A pilot program designed to help increase safety downtown may soon become a permanent fixture on Saskatoon streets.
The Planning, Development and Community Services committee will meet Tuesday to decide whether or not to recommend the Community Support Program to City Council.
The two-year pilot program was launched to increase community outreach and bylaw enforcement, specifically of loitering and panhandling.
“It stems from maintaining a little more decorum on the street for a lot of the costumers, business people, employees and residents who are there all the time,” Riversdale Business Improvement District (BID) director Randy Pshebylo said.
Five uniformed officers patrol the Downtown, Riversdale and Broadway BID, respond to calls and work with businesses, residents and community support organizations.

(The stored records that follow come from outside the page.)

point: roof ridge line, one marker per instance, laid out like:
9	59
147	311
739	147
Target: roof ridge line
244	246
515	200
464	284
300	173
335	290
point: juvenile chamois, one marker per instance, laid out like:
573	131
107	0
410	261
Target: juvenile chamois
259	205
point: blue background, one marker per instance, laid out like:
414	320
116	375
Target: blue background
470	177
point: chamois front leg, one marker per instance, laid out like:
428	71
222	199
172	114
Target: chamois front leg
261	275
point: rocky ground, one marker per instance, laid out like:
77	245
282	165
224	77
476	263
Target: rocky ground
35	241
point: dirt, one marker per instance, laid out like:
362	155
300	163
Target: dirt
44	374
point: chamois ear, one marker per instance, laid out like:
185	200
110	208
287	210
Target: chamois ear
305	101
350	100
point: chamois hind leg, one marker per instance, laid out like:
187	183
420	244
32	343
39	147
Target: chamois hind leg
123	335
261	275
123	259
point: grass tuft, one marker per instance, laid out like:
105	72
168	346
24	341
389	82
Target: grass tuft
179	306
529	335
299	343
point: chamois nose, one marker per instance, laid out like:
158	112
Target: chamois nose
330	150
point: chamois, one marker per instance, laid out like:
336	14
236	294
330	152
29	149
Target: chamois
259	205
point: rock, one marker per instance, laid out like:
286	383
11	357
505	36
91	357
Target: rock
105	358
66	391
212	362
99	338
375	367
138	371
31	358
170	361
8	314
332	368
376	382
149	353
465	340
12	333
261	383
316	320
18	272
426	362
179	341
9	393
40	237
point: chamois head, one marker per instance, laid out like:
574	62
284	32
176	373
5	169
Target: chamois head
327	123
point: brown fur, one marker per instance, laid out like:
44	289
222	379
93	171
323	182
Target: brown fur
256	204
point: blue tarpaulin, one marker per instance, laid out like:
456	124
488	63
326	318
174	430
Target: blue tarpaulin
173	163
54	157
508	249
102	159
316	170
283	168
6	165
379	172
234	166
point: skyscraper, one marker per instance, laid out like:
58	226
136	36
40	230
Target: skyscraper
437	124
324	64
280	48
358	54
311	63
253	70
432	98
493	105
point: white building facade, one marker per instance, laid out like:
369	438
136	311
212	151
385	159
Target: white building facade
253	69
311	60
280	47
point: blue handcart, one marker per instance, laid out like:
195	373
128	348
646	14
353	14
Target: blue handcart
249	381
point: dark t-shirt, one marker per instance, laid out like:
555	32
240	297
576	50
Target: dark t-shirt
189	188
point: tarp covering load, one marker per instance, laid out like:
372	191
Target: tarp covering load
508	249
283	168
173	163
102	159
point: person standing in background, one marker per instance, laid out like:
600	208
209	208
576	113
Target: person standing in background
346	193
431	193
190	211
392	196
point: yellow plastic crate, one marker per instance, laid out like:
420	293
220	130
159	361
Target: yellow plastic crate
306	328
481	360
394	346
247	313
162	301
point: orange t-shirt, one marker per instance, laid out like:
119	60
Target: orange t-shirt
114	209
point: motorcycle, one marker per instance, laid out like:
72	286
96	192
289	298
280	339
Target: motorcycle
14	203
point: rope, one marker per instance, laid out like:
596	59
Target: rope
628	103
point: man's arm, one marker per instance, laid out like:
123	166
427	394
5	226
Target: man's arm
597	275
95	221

Officers responded to 1,447 calls from July 2014 to June this year, up from 977 from July 2013 to June 2014, and handed out 89 tickets last year, up from 21 the year before. Pshebylo said the officers were encouraged to help those on the street find the help the needed, and would use ticketing as a last resort if bad behaviour continued.
The vast majority of calls ended successfully – with people getting the supports they need – and with the officers giving information rather than warnings or tickets.
In the past, some councillors were worried the program duplicated services that police already provided while others balked at the idea of using parking meter money to fund the $450,000-a-year program.
An annual report on the program said 90 per cent of 357 businesses surveyed wanted the program to be permanent.
Pshebylo said he believes the program has helped many residents. He pointed to an example where a man was found passed out in the snow and officers helped him get home.
“We just need to find the proper funding model to reflect the fact that it’s not just located in the BIDs but it serves the entire city,” he said. “So there needs to be some acknowledgment that the parking meter revenue that goes to subsidize the mill rate should be targeted towards funding the program.”
However, councillors like Pat Lorje use the same reasoning to come to different conclusions about where funding should come from. Lorje said the program benefits all of Saskatoon, and therefore the funding should come from general tax revenue.
“It’s a program that will benefit everyone who goes shopping in this city basically,” she said, adding the parking meter fund is already used to fund urban landscaping and the BIDs.
Lorje said the program has encountered challenges but declined to comment on how it could be improved.
Sixty-nine per cent of businesses surveyed said they would support paying for the program with tax dollars.
Despite the Riversdale BID applauding the program, public perception of safety in the downtown area dropped two percentage points to 87 per cent from two years ago. The Insightrix online survey was done in April and had 627 respondents. The survey does not have a scientific margin of error.